キュロス様のお帰りです……が。
一通り夫婦漫才を鑑賞し終えたところで、ミオが「お茶を淹れて参ります」と退室していった。
そこでアナスタジアは思い出したように、手荷物をひょいと掲げて見せた。
「そうそう、マリー、出産おめでと! 遅くなったけど、今日はその祝いを渡しに来たのよ」
一抱えほどのバスケットだ。中を覗くと、なにか木製の細工物が五つ入っていた。円柱形の鳥籠に似ていて、中にはそれぞれ色のついた玉が閉じ込められている。
「これ、もしかして赤ちゃんのおもちゃ?」
わたしが言うと、アナスタジアは微笑み、目を細めた。
「そう。自分が子供の頃、こういうの好きだったなーって思い出しながら作ってみた。リサちゃんが気に入ってくれたらいいんだけど」
「えっ、お姉様の手作りなんですか!?」
わたしは一つ手に取って、まじまじと見つめた。すごい、外側につなぎ目が見つからないわ。いったいどうやって玉を閉じ込めているのかしら。赤ちゃんがちょうど手に持ちやすい大きさで、さらに舐めても大丈夫なように、塗料は使わず丁寧に磨き上げているらしい。更によく見ると、娘の名前、エリーザベトと刻印されている。それも葡萄の蔓に似た飾り文字で……なんて繊細な仕事だろう。

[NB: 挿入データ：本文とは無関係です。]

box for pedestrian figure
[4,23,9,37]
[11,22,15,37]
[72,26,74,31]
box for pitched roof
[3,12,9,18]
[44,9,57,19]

「素敵……ありがとうございます。きっとリサも気に入るでしょう」
実姉が心を砕いて作り上げてくれた作品に、わたしはうっとりと見とれてしまった。思わず心の声がぽろりと出る。
「……本当に素敵……わたしも欲しいくらい……」
「って、言うかもと思ってマリーにも」
「ええっ!?」
はい、と簡単に渡されたものを慌てて受け取る。
お姉様がわたしのために作ってくれた!? こちらはさすがにオモチャではなく、木製の櫛だった。艶のある土台に、娘のオモチャとお揃いの彫刻が施されていて、素朴だけどとても可愛い。わたしは歓声を上げた。
「うわあ……! うわああ……!」
「気に入っていただけた?」
「もちろんです! 嬉しい!」
わたしが叫ぶと、姉は照れくさそうに微笑んでいた。
ああ、本当に嬉しい。どこの市販品よりも丁寧で美しくて、出来の良さに見惚れてしまったのが半分。姉がわたしのために作ってくれた、ということへの悦びがもう半分で、わたしは少女のようにはしゃいでしまった。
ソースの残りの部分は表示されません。